A ninth century caliph called Al-Ma'mum established in Baghdad a research institute very much like Plato's Academy, known as Bayt Al-Hikma ("House of Wisdom"), dedicated to the preservation and translation of learning from all over the world, securing by treaty the right to borrow renowned works from Greece, Babylonia and even India.
Great Arabian scholars like Abu'l-Hasan al-Uqlidisi (born c.940 AD) created tomes like the famous Kitab al-fusul fi-l-hisab al-Hindii ("The Book of Chapters on Hindu Arithmetic"), amalgamating Hindu arithmetic with Arabic advances in notation to demonstrate the first use of decimal fractions and an astonishingly modern algorithm for solving multiplication problems.

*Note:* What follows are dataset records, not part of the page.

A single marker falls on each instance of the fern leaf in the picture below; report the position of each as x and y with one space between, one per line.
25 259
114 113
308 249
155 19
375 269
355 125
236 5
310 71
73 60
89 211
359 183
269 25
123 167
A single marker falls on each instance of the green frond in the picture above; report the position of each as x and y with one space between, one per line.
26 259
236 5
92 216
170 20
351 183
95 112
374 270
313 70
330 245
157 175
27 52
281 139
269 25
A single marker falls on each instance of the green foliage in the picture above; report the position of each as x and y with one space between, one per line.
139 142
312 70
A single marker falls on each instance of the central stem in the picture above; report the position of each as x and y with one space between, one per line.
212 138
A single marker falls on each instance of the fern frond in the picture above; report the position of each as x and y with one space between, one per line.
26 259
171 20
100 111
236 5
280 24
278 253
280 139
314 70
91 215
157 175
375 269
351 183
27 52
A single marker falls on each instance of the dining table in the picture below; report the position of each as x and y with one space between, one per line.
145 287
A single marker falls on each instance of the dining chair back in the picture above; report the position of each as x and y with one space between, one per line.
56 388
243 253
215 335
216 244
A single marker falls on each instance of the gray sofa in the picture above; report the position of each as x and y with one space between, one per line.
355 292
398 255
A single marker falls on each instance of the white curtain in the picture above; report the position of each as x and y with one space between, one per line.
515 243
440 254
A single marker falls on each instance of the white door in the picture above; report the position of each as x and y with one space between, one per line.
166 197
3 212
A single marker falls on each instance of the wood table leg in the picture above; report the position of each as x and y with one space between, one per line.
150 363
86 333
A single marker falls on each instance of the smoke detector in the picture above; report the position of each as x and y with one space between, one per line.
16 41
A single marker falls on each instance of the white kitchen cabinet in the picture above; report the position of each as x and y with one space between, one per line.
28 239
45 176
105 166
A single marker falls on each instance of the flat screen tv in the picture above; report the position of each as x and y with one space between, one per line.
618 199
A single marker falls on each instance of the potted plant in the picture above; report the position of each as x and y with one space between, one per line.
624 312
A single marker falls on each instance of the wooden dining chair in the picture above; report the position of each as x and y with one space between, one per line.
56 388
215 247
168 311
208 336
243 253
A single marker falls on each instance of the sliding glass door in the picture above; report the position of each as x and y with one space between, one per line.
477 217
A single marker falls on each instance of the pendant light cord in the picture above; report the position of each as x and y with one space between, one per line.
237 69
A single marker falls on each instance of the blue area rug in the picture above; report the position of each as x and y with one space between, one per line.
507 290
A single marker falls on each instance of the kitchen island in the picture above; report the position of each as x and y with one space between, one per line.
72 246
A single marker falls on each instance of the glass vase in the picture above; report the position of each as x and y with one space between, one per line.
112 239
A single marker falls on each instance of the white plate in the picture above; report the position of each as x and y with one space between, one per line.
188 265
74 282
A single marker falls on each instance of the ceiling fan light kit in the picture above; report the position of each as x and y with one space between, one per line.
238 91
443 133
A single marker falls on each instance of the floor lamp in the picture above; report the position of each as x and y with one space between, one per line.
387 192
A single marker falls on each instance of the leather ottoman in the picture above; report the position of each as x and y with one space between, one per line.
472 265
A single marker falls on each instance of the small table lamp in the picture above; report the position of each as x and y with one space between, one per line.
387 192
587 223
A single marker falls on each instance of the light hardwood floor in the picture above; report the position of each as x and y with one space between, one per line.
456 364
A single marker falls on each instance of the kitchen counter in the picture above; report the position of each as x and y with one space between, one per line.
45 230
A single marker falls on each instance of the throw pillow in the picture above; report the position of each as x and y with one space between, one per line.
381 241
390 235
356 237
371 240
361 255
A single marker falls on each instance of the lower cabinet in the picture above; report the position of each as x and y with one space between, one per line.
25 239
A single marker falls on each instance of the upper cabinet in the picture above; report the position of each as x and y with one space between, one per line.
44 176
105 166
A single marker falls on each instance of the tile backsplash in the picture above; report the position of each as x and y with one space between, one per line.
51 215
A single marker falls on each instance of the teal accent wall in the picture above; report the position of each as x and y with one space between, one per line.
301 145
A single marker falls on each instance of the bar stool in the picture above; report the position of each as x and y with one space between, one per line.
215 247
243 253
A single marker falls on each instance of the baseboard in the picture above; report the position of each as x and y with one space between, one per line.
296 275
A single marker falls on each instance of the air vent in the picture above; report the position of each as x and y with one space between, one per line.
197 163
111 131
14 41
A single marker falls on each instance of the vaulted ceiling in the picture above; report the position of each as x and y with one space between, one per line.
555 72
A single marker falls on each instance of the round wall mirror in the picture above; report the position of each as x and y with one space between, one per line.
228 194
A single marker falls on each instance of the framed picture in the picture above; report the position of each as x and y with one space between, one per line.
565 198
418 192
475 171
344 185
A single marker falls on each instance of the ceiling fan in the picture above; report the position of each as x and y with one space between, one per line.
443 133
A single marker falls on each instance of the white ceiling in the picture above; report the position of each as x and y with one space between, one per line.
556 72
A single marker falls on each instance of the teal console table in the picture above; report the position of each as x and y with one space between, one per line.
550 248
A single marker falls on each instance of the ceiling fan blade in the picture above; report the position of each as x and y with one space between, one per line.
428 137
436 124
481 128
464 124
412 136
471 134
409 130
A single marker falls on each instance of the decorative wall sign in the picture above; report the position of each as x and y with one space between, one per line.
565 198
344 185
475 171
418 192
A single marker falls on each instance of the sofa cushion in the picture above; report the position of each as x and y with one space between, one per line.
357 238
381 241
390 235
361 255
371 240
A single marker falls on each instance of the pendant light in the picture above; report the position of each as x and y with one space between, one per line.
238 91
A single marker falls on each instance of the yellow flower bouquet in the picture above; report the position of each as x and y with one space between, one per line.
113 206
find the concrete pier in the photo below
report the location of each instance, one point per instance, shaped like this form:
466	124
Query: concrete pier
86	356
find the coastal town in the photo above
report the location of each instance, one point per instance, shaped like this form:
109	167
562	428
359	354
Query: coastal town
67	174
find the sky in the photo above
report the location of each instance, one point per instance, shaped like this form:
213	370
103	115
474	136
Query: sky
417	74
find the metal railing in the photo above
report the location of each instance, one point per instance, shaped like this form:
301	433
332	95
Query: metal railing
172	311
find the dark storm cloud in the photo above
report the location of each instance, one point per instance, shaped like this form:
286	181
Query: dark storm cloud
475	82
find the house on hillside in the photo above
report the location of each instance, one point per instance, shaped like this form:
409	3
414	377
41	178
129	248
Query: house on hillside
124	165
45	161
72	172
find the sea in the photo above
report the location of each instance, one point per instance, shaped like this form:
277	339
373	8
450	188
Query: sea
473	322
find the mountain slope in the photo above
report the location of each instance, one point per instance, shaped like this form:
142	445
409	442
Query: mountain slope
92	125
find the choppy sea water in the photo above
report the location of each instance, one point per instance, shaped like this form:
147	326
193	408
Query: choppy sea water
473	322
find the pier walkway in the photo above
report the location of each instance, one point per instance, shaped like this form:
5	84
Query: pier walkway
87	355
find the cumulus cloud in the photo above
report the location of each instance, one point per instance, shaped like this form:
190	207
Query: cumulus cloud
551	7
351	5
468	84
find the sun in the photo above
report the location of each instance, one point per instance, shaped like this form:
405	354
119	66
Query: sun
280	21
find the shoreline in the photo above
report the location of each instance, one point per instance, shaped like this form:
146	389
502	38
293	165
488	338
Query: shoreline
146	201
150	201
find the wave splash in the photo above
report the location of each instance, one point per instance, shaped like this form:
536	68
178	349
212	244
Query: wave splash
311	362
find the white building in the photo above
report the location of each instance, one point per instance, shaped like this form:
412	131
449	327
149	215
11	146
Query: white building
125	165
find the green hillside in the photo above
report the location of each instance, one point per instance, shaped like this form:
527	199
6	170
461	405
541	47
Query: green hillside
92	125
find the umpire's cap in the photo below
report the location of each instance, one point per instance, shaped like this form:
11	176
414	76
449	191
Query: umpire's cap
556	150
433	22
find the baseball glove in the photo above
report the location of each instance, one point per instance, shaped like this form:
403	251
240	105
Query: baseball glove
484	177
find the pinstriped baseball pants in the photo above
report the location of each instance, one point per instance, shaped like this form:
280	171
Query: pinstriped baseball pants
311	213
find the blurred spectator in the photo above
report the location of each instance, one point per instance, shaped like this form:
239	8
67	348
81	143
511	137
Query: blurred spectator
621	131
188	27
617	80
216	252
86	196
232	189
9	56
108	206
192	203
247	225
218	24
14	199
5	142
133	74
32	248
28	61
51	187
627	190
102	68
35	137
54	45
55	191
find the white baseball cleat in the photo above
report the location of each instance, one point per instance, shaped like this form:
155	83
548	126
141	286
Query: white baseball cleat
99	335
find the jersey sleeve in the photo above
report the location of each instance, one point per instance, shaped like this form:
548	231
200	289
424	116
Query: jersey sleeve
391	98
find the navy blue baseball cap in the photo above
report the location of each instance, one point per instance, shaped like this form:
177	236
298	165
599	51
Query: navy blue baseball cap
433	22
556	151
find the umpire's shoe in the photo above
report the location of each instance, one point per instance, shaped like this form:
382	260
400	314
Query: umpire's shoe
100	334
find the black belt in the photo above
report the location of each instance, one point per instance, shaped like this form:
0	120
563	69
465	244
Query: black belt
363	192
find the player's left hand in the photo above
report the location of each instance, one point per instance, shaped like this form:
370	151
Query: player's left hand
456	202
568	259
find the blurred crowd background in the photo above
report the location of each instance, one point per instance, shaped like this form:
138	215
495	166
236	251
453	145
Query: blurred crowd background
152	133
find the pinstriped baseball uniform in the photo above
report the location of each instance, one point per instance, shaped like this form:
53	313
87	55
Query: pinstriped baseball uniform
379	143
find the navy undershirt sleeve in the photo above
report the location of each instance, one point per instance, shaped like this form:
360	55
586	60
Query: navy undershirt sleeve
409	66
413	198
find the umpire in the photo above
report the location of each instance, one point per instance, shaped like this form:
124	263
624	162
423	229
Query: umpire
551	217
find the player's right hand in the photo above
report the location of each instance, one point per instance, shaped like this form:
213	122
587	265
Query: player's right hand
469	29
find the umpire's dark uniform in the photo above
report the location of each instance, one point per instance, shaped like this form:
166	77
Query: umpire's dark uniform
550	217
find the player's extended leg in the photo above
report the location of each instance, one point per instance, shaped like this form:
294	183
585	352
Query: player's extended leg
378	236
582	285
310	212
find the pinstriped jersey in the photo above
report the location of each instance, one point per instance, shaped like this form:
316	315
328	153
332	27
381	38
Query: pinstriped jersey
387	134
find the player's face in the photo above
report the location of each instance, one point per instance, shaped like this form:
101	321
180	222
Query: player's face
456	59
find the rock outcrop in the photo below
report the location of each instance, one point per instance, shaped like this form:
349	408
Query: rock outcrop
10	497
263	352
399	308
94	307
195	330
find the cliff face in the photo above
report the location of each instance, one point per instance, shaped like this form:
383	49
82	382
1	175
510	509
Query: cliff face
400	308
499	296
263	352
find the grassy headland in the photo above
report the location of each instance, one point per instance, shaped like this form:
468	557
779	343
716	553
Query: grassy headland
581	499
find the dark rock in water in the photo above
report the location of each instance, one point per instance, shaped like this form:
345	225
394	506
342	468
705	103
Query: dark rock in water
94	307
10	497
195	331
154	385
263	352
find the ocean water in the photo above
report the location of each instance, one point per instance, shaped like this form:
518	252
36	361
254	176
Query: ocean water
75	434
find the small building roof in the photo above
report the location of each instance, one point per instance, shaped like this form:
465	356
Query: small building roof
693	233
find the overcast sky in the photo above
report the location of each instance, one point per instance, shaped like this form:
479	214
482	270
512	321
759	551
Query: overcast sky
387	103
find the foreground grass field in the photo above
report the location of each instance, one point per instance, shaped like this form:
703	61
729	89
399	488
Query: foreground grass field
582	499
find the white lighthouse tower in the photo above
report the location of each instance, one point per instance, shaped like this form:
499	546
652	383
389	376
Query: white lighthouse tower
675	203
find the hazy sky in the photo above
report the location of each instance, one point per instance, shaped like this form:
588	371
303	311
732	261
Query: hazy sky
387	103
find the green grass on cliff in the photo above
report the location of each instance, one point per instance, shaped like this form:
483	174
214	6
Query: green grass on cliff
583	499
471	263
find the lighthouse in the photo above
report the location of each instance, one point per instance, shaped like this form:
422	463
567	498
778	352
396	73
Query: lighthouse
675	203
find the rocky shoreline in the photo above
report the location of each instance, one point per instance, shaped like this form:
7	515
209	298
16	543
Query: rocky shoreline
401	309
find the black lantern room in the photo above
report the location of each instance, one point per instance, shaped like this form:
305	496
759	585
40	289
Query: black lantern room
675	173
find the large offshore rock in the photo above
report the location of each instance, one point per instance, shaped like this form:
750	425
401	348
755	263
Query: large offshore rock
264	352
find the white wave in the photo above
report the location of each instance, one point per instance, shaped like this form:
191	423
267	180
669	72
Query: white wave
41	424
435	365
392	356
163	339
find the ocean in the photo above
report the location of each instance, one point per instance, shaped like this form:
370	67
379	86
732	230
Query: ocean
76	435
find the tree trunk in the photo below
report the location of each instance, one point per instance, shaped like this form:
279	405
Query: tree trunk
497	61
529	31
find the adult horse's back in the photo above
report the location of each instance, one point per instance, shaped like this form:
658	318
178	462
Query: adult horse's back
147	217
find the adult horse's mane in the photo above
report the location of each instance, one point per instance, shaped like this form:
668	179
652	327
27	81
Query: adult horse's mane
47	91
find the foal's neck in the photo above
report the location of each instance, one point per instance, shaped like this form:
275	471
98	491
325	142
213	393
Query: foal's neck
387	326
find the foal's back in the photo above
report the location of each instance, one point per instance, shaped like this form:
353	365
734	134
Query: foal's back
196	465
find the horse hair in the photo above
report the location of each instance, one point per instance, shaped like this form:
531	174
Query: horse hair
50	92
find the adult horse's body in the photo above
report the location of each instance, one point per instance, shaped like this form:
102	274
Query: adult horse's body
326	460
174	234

The word algorithm itself is derived a mispronunciation of the name of another man with a fabulously long epithet, Abu Ja'far Muhammad ibn Musa Al-Khwarizmi (c.790-c.850 AD), called by many "the father of algebra." Al-Khwarizmi wrote the great Hisab al-jabr w'al-muqabala ("The Compendious Book on Calculation by Completion and Balancing") written in 830, from which we get the word algebra). The tome detailed solutions to quadratic equations and complex questions of geometry. Another of his works, Al-jabr wal Magabala ("On Algebra") was eventually translated into Latin and would be studied in Europe for centuries.
Abu Kamil Shuja (c.850-c.930 AD), sometimes called al-Hasib al-Misri, would write works that directly inspired the great Italian mathematician Fibonacci (c.1170-c.1249 AD).
Let's not forget Abu'l-Hasan Thabit ibn Qurra (836-901 AD) whose family wealth enabled him to journey from his native Turkey to the centre of learning of Baghdad, where he learned too much. When he returned to his hometown of Harran he was accused of evil magic and forced to flee into permanent exile in Baghdad. Thabit is personally responsible for translating and preserving dozens of ancient texts that would have been lost without his efforts -- texts by Euclid, Archimedes, Ptolemy and Eutocius. Thabit worked as a court astronomer and is credited with the development of non-Euclidean geometry and spherical trigonometry.
Also a fan of trigonometry was Mohammad Abu'l-Wafa al'Buzjani (940-998 AD), who translated the works of Diophantus and worked tireless to refine our understanding of the orbit of the holy moon, bringing unprecedented accuracy to the field of astronomy.
Mathematics was imported to the mediaeval Muslim world as an art, and exported as a science.
Perchance to Dream
Like many forms of higher learning, the pursuit of advanced mathematics took a bit of a nap during the Dark Ages. Thanks to the efforts of centres of Islamic academia the learning of the ancients would survive the book-burning pyres in Europe. Armed with efficient systems of notation derived from the Hindus, European scholars would be able to build on the tradition of Greek breakthroughs when the light of the Renaissance finally arrived.
While it is the later, more advanced mathematical constructs (like the calculus or quantum mechanics) that tend to garner much attention, we must sometimes pause to appreciate the foundation upon which they are built: the works of Archimedes and Euclid and Abu'l-Hasan al-Uqlidisi, and the patien tallying of forward-thinking neolithic people whose names we will never know.